Le fattispecie penalmente rilevanti sono suddivise in: “delitti contro la vita e l’incolumità individuale”; “delitti contro l’onore” e “delitti contro la libertà individuale”, che a loro volta comprendono i delitti contro la personalità individuale; i delitti contro la libertà personale; i delitti contro la libertà morale; i delitti contro la inviolabilità del domicilio e i delitti contro la inviolabilità dei segreti.

Alcuni esempi.

Omicidio (artt. 575 e ss. c.p.)

L’omicidio è l’uccisione di un uomo cagionata da un altro uomo con un comportamento doloso o colposo e in assenza di cause di giustificazione. L’art. 575 c.p. recita: “chiunque cagiona la morte di un uomo è punito con la reclusione non inferiore ad anni ventuno”.

Lo scopo della norma è tutelare la vita umana. Lo Stato difende quest’ultima nell’interesse dell’individuo e anche nell’interesse della collettività. La vita di ognuno, infatti, ha anche un valore sociale, in quanto l’individuo ha doveri sia nei confronti della famiglia che nei confronti dello Stato.

La condizione necessaria perché si configuri la fattispecie di “omicidio” è che il destinatario dell’azione sia un soggetto in vita. Invece, elementi quali il sesso, l’età, le condizioni di corpo e di mente, la nazionalità, non hanno alcun rilievo ai fini della sussistenza del reato.

Dal punto di vista materiale, gli elementi essenziali del reato sono tre: la condotta umana, che può essere un’azione o un’omissione, mentre i mezzi possono essere fisici o psichici; l’evento, cioè la morte di una persona; il nesso di causa.

Dal punto di vista soggettivo, è possibile distinguere tre figure di omicidio: omicidio doloso (art. 575 c.p.); omicidio colposo (art. 589 c.p.); omicidio preterintenzionale (art. 584 c.p.)

Rissa

L’art. 588 c.p. punisce “chiunque partecipa ad una rissa”. Il solo fatto di prendere parte a una rissa è sufficiente per la realizzazione del reato. Al contrario, il codice previgente, per la punibilità del reato di rissa, esigeva la verificazione dell’evento morte o lesione di un partecipante alla rissa.

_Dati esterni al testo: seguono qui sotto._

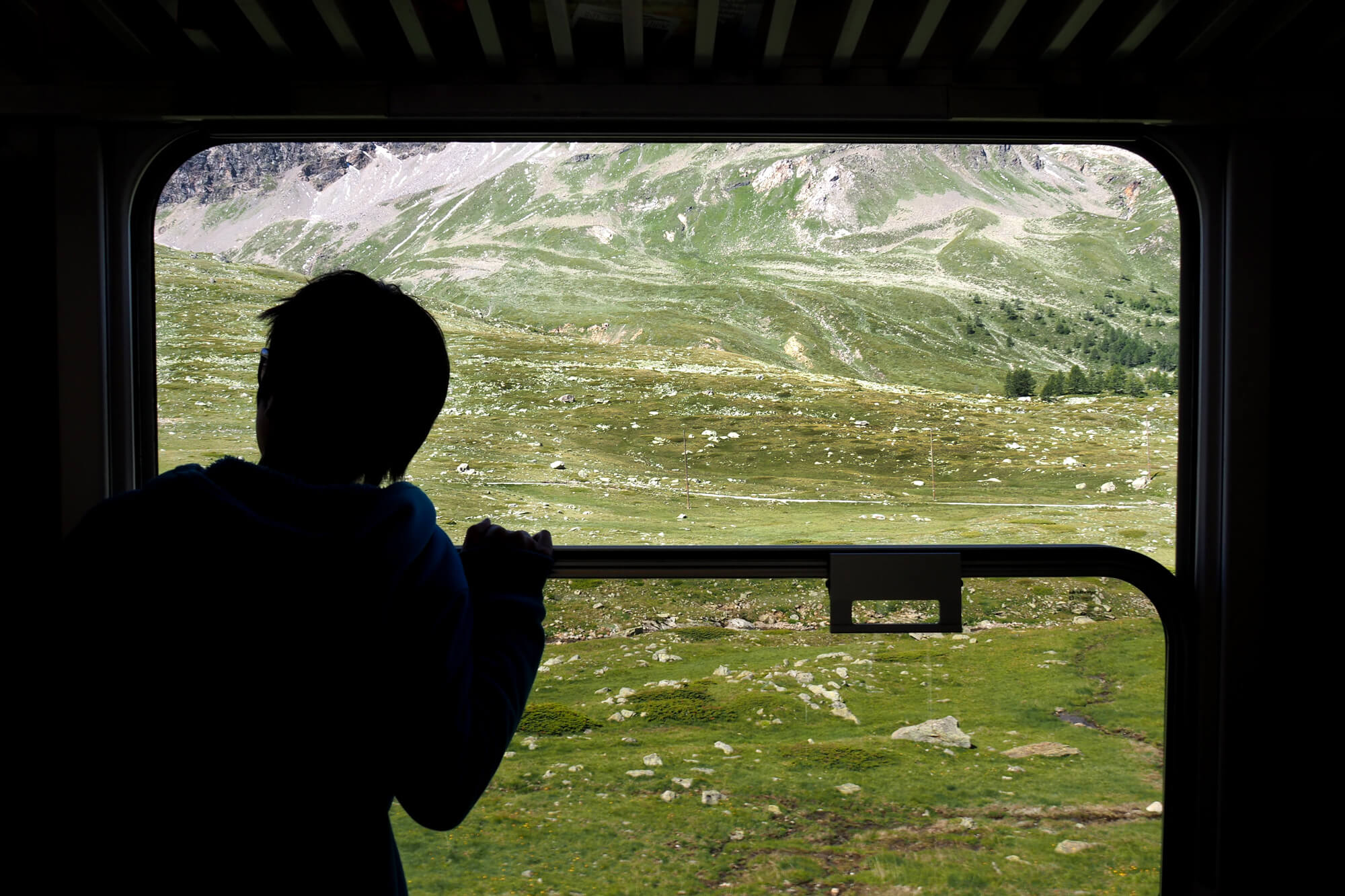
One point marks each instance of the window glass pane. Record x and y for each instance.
(730, 739)
(723, 343)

Si configura il reato di rissa ogni qualvolta risultano coinvolte nello scontro fisico almeno tre persone e si ritiene consumato anche se l’aggressione è reciproca. Infatti, risulta scriminato solo nel caso in cui un gruppo di soggetti risponda agli attacchi (ingiustificati) di un altro gruppo di persone al solo scopo di difendersi legittimamente.

Se durante la contesa qualche partecipante rimane ucciso o ferito il reato è aggravato (per tutti i partecipanti).

Omissione di soccorso

L’art. 593 c.p. contemplate due distinte ipotesi di omissione di soccorso: la prima si configura quando l’autore, trovando abbandonato o smarrito, un soggetto minore o incapace omette di avvisare immediatamente l’autorità di pubblica sicurezza; la seconda, invece, si configura quando un soggetto, trovando un corpo inanimato ovvero una persona ferita o altrimenti in pericolo, omette di prestare l’assistenza o di darne immediato avviso all’autorità di pubblica sicurezza.

Non è necessario che sussista un particolare dovere di assistenza, infatti, in tal caso si applica la norma speciale (ad es. l’art. 328 c.p.: omissione di atti d’ufficio).

L’art. 189 del codice della strada disciplina l’omissione di soccorso nel caso in cui la situazione di pericolo è stata determinata dal comportamento di un conducente di veicoli.

L’utente della strada, in caso di incidente comunque ricollegabile al suo comportamento, infatti ha l’obbligo di fermarsi e di prestare soccorso alla persona ferita.